Dotation d’intercommunalité

Répartition. Note d’information du 11 mai 2017

Dotation de compensation

Note d’information du 15 mai 2017

Dotation nationale de péréquation

Eligibilité et répartition. Note d’information du 12 juin 2017

FPIC

Répartition. Notes d’information

Pièces justificatives et documents comptables dématérialisés

Valeur probante. Circulaire du 12 juin 2017

Jurisprudence

Délibération fixant les objectifs du PLU

Critique à l’appui d’un recours dirigé contre la délibération approuvant le PLU (non)

Questions d'actualité

Service public de l'eau potable

Différenciation tarifaire. Conditions

Instruction des autorisations d'urbanisme

Redevance pour service rendu. Répercussion sur les pétitionnaires (non)

Courrier des lecteurs

PLU

Conférence intercommunale

Membres du bureau

Remplacement en cours de mandat

Compétence « contribution au SDIS »

Transfert à une communauté ou métropole (oui)

Transfert de compétence

Changement du nom d’un bâtiment mis à disposition (non)

Dossier

CDAC

Saisine facultative

Informations pratiques
Textes du mois

Dotation d’intercommunalité

Répartition. Note d’information du 11 mai 2017

La note d’information n° INTB1714273C du 11 mai 2017 présente les modalités de répartition de la dotation d’intercommunalité des EPCI en 2017.

L'article L 5211-28 du CGCT prévoit que « les EPCI à fiscalité propre reçoivent, à compter de l'année où ils perçoivent pour la première fois le produit de leur fiscalité, une attribution au titre de la dotation d'intercommunalité calculée selon les modalités définies aux articles L 5211-30 à L 5211-35-1 ». Ce même article prévoit que « A compter de 2017, le montant de la dotation d'intercommunalité des établissements publics de coopération intercommunale à fiscalité propre de métropole et des départements d'outre-mer, à l'exception de ceux du Département de Mayotte, est minoré de 310,5 millions d'euros ». Cette minoration s'ajoute aux contributions au redressement des finances publiques au titre des années 2014, 2015 et 2016 qui s'élèvent respectivement à 252 millions d'euros, 621 millions d'euros, et 621 millions d'euros.

Ainsi, pour calculer la dotation d'intercommunalité des EPCI en 2017, il convient de procéder en deux temps :

- calculer la dotation d'intercommunalité dans les conditions prévues aux articles L 5211-30 à L 5211-35 du CGCT ;
- appliquer à la dotation d'intercommunalité ainsi calculée une minoration au titre de la contribution de l'EPCI au redressement des finances publiques 2014, 2015, 2016 et 2017, conformément à l'article L 5211-28 du CGCT.

Dotation de compensation

Note d’information du 15 mai 2017

Dotation nationale de péréquation

Eligibilité et répartition.

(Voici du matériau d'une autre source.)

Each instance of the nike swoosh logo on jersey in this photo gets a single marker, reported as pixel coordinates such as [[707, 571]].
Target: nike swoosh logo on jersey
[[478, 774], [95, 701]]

Note d’information du 12 juin 2017

La loi de finances pour 2017 ne prévoit pas de modifications des modalités de calcul de la DNP répartie au titre de l'année 2017.

FPIC

Répartition. Notes d’information

Deux notes d’information sont relatives à la répartition du fonds national de péréquation des ressources intercommunales et communales (FPIC) pour l’exercice 2017.

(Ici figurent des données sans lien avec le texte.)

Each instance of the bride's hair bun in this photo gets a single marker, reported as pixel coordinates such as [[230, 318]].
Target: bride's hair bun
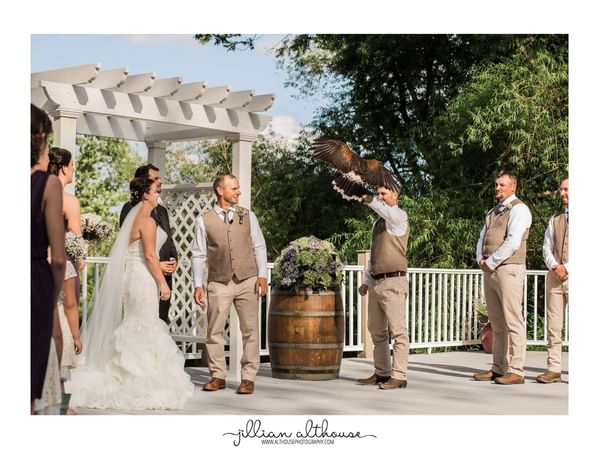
[[138, 187]]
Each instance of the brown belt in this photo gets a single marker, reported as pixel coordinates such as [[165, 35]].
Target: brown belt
[[379, 276]]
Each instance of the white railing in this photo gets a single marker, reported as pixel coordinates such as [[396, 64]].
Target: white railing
[[440, 309]]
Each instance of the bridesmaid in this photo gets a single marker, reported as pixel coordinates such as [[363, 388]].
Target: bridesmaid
[[61, 165], [47, 230]]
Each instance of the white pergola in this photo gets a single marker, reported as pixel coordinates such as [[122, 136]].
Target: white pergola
[[113, 103], [140, 107]]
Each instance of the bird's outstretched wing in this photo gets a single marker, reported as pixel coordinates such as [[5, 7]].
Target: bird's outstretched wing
[[335, 153], [362, 171]]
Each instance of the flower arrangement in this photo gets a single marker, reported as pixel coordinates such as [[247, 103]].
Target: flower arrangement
[[93, 228], [74, 246], [307, 263]]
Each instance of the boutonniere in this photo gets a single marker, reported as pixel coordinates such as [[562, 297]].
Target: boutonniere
[[241, 214]]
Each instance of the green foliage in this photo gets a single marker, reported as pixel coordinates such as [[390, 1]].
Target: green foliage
[[511, 115], [439, 236], [197, 162], [103, 170], [292, 194], [307, 263]]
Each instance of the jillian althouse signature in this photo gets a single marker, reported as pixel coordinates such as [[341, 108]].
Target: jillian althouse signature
[[312, 430]]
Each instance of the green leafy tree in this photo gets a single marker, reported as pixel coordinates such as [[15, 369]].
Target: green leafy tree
[[197, 162], [511, 115], [104, 168]]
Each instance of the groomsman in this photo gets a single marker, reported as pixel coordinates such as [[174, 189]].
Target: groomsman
[[386, 283], [556, 256], [167, 253], [229, 241], [501, 253]]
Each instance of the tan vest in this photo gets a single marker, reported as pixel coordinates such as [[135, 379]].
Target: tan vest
[[388, 252], [229, 247], [495, 233], [561, 238]]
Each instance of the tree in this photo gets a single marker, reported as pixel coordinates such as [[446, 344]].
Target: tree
[[104, 168], [445, 113], [511, 115]]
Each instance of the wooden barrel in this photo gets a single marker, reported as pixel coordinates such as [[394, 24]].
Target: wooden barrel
[[306, 334]]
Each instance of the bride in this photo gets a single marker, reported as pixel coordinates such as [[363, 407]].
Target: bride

  • Note d'information n° INTB1714638C du 16 mai 2017 relative à la répartition du fonds national de péréquation des ressources intercommunales et communales (FPIC) pour l’exercice 2017 à destination de la métropole et des départements d’outre-mer, à l’exception de Mayotte

  • Note d'information n° INTB1714682C du 17 mai 2017 relative à la répartition au titre de l’exercice 2017 du fonds national de péréquation des ressources intercommunales et communales (FPIC) à destination de Mayotte, de la Nouvelle-Calédonie, de la Polynésie française, de Saint-Pierre-et-Miquelon et des circonscriptions territoriales des îles Wallis-et-Futuna

Pièces justificatives et documents comptables dématérialisés

Valeur probante. Circulaire du 12 juin 2017

L’instruction n° CPAE1717330J du 12 juin 2017 vise à identifier les pièces justificatives et les documents comptables dématérialisés qui sont reconnus par le comptable public et par le juge des comptes comme ayant une valeur probante. Elle concerne les services de l’État, les collectivités locales, les établissements publics locaux et les établissements publics de santé.

Jurisprudence

Délibération fixant les objectifs du PLU

Critique à l’appui d’un recours dirigé contre la délibération approuvant le PLU (non)

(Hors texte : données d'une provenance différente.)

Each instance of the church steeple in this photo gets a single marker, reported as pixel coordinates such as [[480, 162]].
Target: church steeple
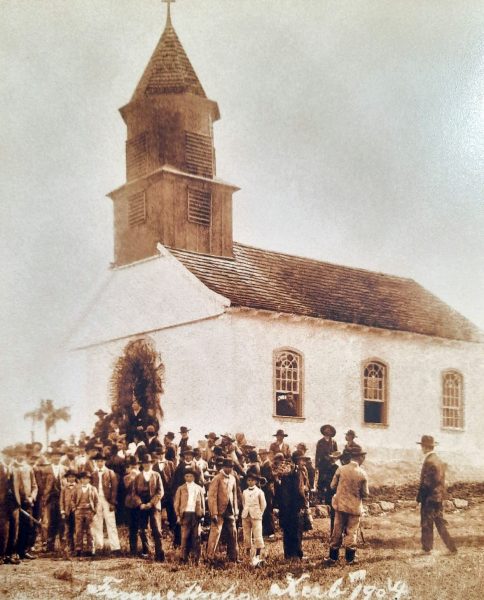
[[171, 193]]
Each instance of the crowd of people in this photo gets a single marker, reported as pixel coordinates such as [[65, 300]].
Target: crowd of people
[[63, 500]]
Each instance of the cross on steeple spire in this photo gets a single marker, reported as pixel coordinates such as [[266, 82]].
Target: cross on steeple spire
[[168, 11]]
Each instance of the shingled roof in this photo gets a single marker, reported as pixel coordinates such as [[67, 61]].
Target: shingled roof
[[266, 280], [169, 70]]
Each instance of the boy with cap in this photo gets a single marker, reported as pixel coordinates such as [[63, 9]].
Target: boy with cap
[[223, 507], [84, 506], [67, 508], [190, 508], [351, 484], [106, 483], [254, 505], [147, 494], [54, 475]]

Le moyen tiré de l’illégalité de la délibération prescrivant l’adoption ou la révision du plan local d’urbanisme, qui porte sur les objectifs poursuivis par la commune et sur les modalités de la concertation, ne peut être utilement invoqué contre la délibération approuvant le PLU.

Taxe sur les surfaces commerciales

Impôt local

La taxe sur les surfaces commerciales due au titre des années d'imposition 2011 et suivantes constitue, du fait de son affectation aux communes et EPCI, un impôt local au sens du 4° de l'article R 811-1 du code de justice administrative (CJA), sans qu'aient d'incidence à cet égard les dispositions de l'article 7 de la loi n° 72-657 du 13 juillet 1972 qui prévoient que les réclamations relatives à cette taxe sont présentées, instruites et jugées selon les règles applicables à la taxe sur la valeur ajoutée.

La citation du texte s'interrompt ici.